For some time already Hawaiian missionaries had been seated at Butaritari-- Maka and Kanoa, two brave childlike men. Nakaeia would none of their doctrine; he was perhaps jealous of their presence; being human, he had some affection for their persons. In the house, before the eyes of Kanoa, he slew with his own hand three sailors of Oahu, crouching on their backs to knife them, and menacing the missionary if he interfered; yet he not only spared him at the moment, but recalled him afterwards (when he had fled) with some expressions of respect. Nanteitei, the weaker man, fell more completely under the spell. Maka, a light-hearted, lovable, yet in his own trade very rigorous man, gained and improved an influence on the king which soon grew paramount. Nanteitei, with the royal house, was publicly converted; and, with a severity which liberal missionaries disavow, the harem was at once reduced. It was a compendious act. The throne was thus impoverished, its influence shaken, the queen's relatives mortified, and sixteen chief women (some of great possessions) cast in a body on the market. I have been shipmates with a Hawaiian sailor who was successively married to two of these impromptu widows, and successively divorced by both for misconduct. That two great and rich ladies (for both of these were rich) should have married 'a man from another island' marks the dissolution of society. The laws besides were wholly remodelled, not always for the better. I love Maka as a man; as a legislator he has two defects: weak in the punishment of crime, stern to repress innocent pleasures.
War and revolution are the common successors of reform; yet Nanteitei died (of an overdose of chloroform), in quiet possession of the throne, and it was in the reign of the third brother, Nabakatokia, a man brave in body and feeble of character, that the storm burst.
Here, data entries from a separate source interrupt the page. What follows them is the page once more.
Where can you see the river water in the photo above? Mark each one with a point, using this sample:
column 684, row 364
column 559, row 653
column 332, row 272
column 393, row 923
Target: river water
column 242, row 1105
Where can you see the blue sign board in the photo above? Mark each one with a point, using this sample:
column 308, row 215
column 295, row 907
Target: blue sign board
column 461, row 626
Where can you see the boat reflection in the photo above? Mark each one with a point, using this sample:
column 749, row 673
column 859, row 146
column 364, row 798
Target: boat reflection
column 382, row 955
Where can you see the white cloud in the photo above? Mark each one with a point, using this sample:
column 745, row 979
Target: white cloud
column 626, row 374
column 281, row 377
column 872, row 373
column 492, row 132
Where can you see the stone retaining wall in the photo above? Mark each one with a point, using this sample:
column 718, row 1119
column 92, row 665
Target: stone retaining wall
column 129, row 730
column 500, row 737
The rule of the high chiefs and notables seems to have always underlain and perhaps alternated with monarchy. The Old Men (as they were called) have a right to sit with the king in the Speak House and debate: and the king's chief superiority is a form of closure--'The Speaking is over.' After the long monocracy of Nakaeia and the changes of Nanteitei, the Old Men were doubtless grown impatient of obscurity, and they were beyond question jealous of the influence of Maka. Calumny, or rather caricature, was called in use; a spoken cartoon ran round society; Maka was reported to have said in church that the king was the first man in the island and himself the second; and, stung by the supposed affront, the chiefs broke into rebellion and armed gatherings. In the space of one forenoon the throne of Nakaeia was humbled in the dust. The king sat in the maniap' before the palace gate expecting his recruits; Maka by his side, both anxious men; and meanwhile, in the door of a house at the north entry of the town, a chief had taken post and diverted the succours as they came. They came singly or in groups, each with his gun or pistol slung about his neck. 'Where are you going?' asked the chief. 'The king called us,' they would reply. 'Here is your place. Sit down,' returned the chief. With incredible disloyalty, all obeyed; and sufficient force being thus got together from both sides, Nabakatokia was summoned and surrendered. About this period, in almost every part of the group, the kings were murdered; and on Tapituea, the skeleton of the last hangs to this day in the chief Speak House of the isle, a menace to ambition. Nabakatokia was more fortunate; his life and the royal style were spared to him, but he was stripped of power. The Old Men enjoyed a festival of public speaking; the laws were continually changed, never enforced; the commons had an opportunity to regret the merits of Nakaeia; and the king, denied the resource of rich marriages and the service of a troop of wives, fell not only in disconsideration but in debt.
He died some months before my arrival on the islands, and no one regretted him; rather all looked hopefully to his successor.